TIMESTAMP: str = datetime.now().strftime("%m_%d_%Y_%H_%M_%S")

In [8]:
# DATA_VALIDATION_DRIFT_REPORT_FILE_NAME

In [9]:
@dataclass
class TrainingPieplineConfig:
    pipeline_name: str = PIPELINE_NAME
    artifact_dir: str = os.path.join(PIPELINE_NAME, ARTIFACT_DIR, TIMESTAMP)
    timestamp: str = TIMESTAMP

training_pipeline_config: TrainingPieplineConfig = TrainingPieplineConfig()


@dataclass
class DataIngestionConfig:
    data_ingestion_dir: str = os.path.join(training_pipeline_config.artifact_dir,
                                           DATA_INGESTION_DIR_NAME)
    feature_store_file_path: str = os.path.join(data_ingestion_dir,
                                                DATA_INGESTION_FEATURE_STORE_DIR,
                                                FILE_NAME)
    ingested_data_dir: str = os.path.join(data_ingestion_dir,
                                          DATA_INGESTION_INGESTED_DIR)
    training_file_path: str = os.path.join(data_ingestion_dir,
                                           DATA_INGESTION_INGESTED_DIR, 
                                           TRAIN_FILE_NAME)
    testing_file_path: str = os.path.join(data_ingestion_dir,
                                          DATA_INGESTION_INGESTED_DIR,
                                          TEST_FILE_NAME)
    train_test_split_ratio: float = DATA_INGESTION_TRAIN_TEST_SPLIT_RATIO
    collection_name: str = DATA_INGESTION_COLLECTION_NAME

@dataclass
class DataValidationConfig:
    data_validation_dir: str = os.path.join(training_pipeline_config.artifact_dir, DATA_VALIDATION_DIR_NAME)
    valid_data_dir: str = os.path.join(data_validation_dir, DATA_VALIDATION_VALID_DIR)
    invalid_data_dir: str = os.path.join(data_validation_dir, DATA_VALIDATION_INVALID_DIR)
    valid_train_file_path: str = os.path.join(data_validation_dir, TRAIN_FILE_NAME)
    valid_test_file_path: str = os.path.join(data_validation_dir, TEST_FILE_NAME)
    invalid_train_file_path: str = os.path.join(invalid_data_dir, TRAIN_FILE_NAME)
    invalid_test_file_path: str = os.path.join(invalid_data_dir, TEST_FILE_NAME)
    drift_report_file_path: str = os.path.join(data_validation_dir,
                                               DATA_VALIDATION_DRIFT_REPORT_DIR,
                                               DATA_VALIDATION_DRIFT_REPORT_FILE_NAME
                                               )

## artifact_entity.py

In [10]:
@dataclass
class DataIngestionArtifact:
    train_file_path: str
    test_file_path: str

@dataclass
class DataValidationArtifact:
    validation_status: bool
    valid_train_file_path: str
    valid_test_file_path: str
    invalid_train_file_path: str
    invalid_test_file_path: str
    drift_report_file_path: str

## data_validation.py

In [11]:
import json
import sys
from typing import Tuple, Union
import pandas as pd
# from evidently. # for data profiling
# from evidently. # for profiling data drift
from pandas import DataFrame
# from customer_segmentation.entity.config_entity import DataValidationConfig
from customer_segmentation.entity.artifact_entity import DataIngestionArtifact#, DataValidationArtifact

from customer_segmentation.exception import CustomerException
from customer_segmentation.logger import logging
from customer_segmentation.utils.main_utils import MainUtils, write_yaml_file

In [None]:
class DataValidation:

    def __init__(self, data_ingestion_artifact: DataIngestionArtifact,
                 data_validation_config: DataValidationConfig):
        self.data_ingestion_artifact = data_ingestion_artifact
        self.data_validation_config = data_validation_config
        self.utils = MainUtils()
        self._schema_config = self.utils.read_schema_config_file()

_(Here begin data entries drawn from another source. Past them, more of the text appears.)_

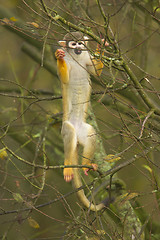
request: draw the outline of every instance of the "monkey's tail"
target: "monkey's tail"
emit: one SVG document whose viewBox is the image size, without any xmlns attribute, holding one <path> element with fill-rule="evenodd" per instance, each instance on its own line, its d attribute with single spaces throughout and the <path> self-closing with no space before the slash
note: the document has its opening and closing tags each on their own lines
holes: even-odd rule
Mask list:
<svg viewBox="0 0 160 240">
<path fill-rule="evenodd" d="M 81 177 L 79 175 L 79 170 L 77 168 L 74 168 L 74 178 L 73 178 L 73 182 L 74 182 L 74 186 L 75 188 L 80 188 L 82 187 L 82 181 L 81 181 Z M 91 211 L 99 211 L 102 208 L 104 208 L 106 206 L 105 203 L 100 203 L 98 205 L 94 205 L 93 203 L 91 203 L 88 198 L 86 197 L 84 190 L 81 189 L 79 191 L 77 191 L 77 196 L 80 200 L 80 202 L 87 207 L 88 209 L 90 209 Z"/>
</svg>

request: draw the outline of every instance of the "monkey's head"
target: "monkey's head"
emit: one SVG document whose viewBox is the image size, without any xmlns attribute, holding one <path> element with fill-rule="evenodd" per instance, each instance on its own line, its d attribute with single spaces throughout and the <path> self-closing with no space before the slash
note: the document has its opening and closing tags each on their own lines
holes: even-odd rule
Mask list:
<svg viewBox="0 0 160 240">
<path fill-rule="evenodd" d="M 80 55 L 86 49 L 88 37 L 83 36 L 81 32 L 67 33 L 59 44 L 69 53 Z"/>
</svg>

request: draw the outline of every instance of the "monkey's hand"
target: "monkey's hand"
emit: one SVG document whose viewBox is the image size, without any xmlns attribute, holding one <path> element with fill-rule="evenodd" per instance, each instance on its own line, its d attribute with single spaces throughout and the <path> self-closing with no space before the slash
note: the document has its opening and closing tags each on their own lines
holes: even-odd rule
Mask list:
<svg viewBox="0 0 160 240">
<path fill-rule="evenodd" d="M 64 180 L 66 182 L 70 182 L 73 179 L 73 169 L 72 168 L 64 168 L 63 176 L 64 176 Z"/>
<path fill-rule="evenodd" d="M 65 56 L 65 52 L 62 49 L 57 49 L 55 52 L 55 57 L 57 59 L 63 59 Z"/>
<path fill-rule="evenodd" d="M 91 163 L 91 164 L 89 164 L 89 165 L 92 166 L 92 169 L 90 169 L 90 168 L 84 168 L 84 169 L 83 169 L 83 170 L 84 170 L 84 174 L 85 174 L 86 176 L 88 176 L 88 172 L 89 172 L 90 170 L 97 171 L 97 169 L 98 169 L 98 165 L 97 165 L 96 163 Z"/>
</svg>

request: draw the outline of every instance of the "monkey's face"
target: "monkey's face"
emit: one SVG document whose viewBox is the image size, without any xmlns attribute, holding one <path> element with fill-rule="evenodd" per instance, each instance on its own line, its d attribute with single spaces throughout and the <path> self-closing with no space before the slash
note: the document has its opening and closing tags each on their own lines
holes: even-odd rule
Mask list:
<svg viewBox="0 0 160 240">
<path fill-rule="evenodd" d="M 80 55 L 85 49 L 85 43 L 84 41 L 69 41 L 68 48 L 69 50 L 74 51 L 75 54 Z"/>
</svg>

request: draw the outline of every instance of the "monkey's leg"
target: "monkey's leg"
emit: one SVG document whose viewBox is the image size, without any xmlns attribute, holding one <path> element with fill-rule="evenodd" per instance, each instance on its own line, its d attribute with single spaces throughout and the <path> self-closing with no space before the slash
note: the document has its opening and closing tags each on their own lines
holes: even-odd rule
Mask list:
<svg viewBox="0 0 160 240">
<path fill-rule="evenodd" d="M 91 163 L 96 149 L 96 134 L 94 128 L 87 123 L 83 123 L 78 140 L 80 144 L 83 145 L 82 165 L 92 165 L 94 170 L 96 170 L 97 165 Z M 85 174 L 88 175 L 87 172 L 89 169 L 84 168 L 83 170 Z"/>
<path fill-rule="evenodd" d="M 77 136 L 74 126 L 69 122 L 65 121 L 62 125 L 62 136 L 64 142 L 64 165 L 73 165 L 77 163 L 75 152 L 77 150 Z M 73 179 L 73 169 L 64 168 L 63 170 L 64 180 L 70 182 Z"/>
</svg>

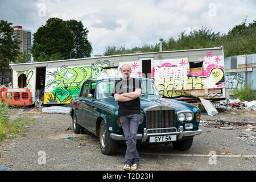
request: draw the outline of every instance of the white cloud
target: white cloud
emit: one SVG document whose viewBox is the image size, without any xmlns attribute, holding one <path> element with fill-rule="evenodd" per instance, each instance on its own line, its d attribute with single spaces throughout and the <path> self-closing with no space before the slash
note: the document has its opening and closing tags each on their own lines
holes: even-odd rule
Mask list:
<svg viewBox="0 0 256 182">
<path fill-rule="evenodd" d="M 108 46 L 154 44 L 160 38 L 177 38 L 182 31 L 188 33 L 202 26 L 226 33 L 246 15 L 248 22 L 256 17 L 256 2 L 249 0 L 27 0 L 20 6 L 16 3 L 1 2 L 0 17 L 32 33 L 50 17 L 81 20 L 89 31 L 92 56 L 102 54 Z M 46 5 L 45 16 L 38 15 L 39 3 Z M 210 3 L 216 5 L 216 16 L 209 15 Z"/>
</svg>

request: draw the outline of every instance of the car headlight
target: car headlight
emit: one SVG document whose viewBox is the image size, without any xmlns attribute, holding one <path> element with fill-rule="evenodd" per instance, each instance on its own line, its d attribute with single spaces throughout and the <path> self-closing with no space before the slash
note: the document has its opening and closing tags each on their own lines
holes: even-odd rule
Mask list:
<svg viewBox="0 0 256 182">
<path fill-rule="evenodd" d="M 141 113 L 141 119 L 139 120 L 139 125 L 142 123 L 142 122 L 143 122 L 143 119 L 144 119 L 144 115 L 143 114 Z"/>
<path fill-rule="evenodd" d="M 193 119 L 193 114 L 191 113 L 186 113 L 186 120 L 191 121 Z"/>
<path fill-rule="evenodd" d="M 184 121 L 185 120 L 185 115 L 183 113 L 179 114 L 177 119 L 180 122 Z"/>
</svg>

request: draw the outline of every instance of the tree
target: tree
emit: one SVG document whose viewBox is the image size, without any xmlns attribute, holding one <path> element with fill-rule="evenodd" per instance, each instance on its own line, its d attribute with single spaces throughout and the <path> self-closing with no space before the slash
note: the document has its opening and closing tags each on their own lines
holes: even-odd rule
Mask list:
<svg viewBox="0 0 256 182">
<path fill-rule="evenodd" d="M 26 52 L 19 54 L 17 57 L 17 61 L 15 63 L 29 63 L 31 60 L 31 56 Z"/>
<path fill-rule="evenodd" d="M 183 31 L 175 40 L 171 37 L 163 41 L 163 51 L 174 51 L 190 49 L 210 48 L 222 46 L 226 57 L 256 52 L 256 20 L 246 25 L 245 20 L 241 24 L 232 28 L 228 34 L 215 33 L 210 28 L 201 27 L 199 30 L 191 30 L 189 34 Z M 159 44 L 134 47 L 131 49 L 125 47 L 108 46 L 104 52 L 104 56 L 134 53 L 159 51 Z"/>
<path fill-rule="evenodd" d="M 3 20 L 0 22 L 0 68 L 9 68 L 9 63 L 15 63 L 19 53 L 19 42 L 12 39 L 14 30 L 11 24 Z"/>
<path fill-rule="evenodd" d="M 65 22 L 73 37 L 74 48 L 71 50 L 70 59 L 90 57 L 92 47 L 87 38 L 89 30 L 84 28 L 81 21 L 72 19 Z"/>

    def validate_schema_columns(self, dataframe: DataFrame) -> bool:
        """ 
        Method Name : validate_schema_columns
        Description : This method validate the schema columns for the particular dataframe

        Output      : True or False value is returned based on the schema
        On Failure  : Write an exception log and then raise an exception

        Version     : 0.1
        """
        try:
            status = len(dataframe.columns) == len(self._schema_config["columns"])
            logging.info(f"Is required column present [{status}]")
            return status
        except Exception as e:
            raise CustomerException(e, sys)
        
    def validate_dataset_schema_columns(self, train_set, test_set) -> Tuple[bool, bool]:
        """ 
        Method Name : validate_dataset_schema_columns
        Description : This methos validate the schema for shcem columns for both train and test set

        Output      : True or False value is returned based on the schema
        On Failure  : Write an exception log and then raise an exception
        Version     : 0.1
        """
        logging.info("Entered validate_dataset_schema_columns method of DataValidationClass")
        try:
            logging.info("Validating dataset schema columns")
            train_schema_status = self.validate_schema_columns(train_set)
            logging.info("Validated dataset schema columns on the train set")
            test_schema_status = self.validate_schema_columns(test_set)
            logging.info("Validated dataset schema columns")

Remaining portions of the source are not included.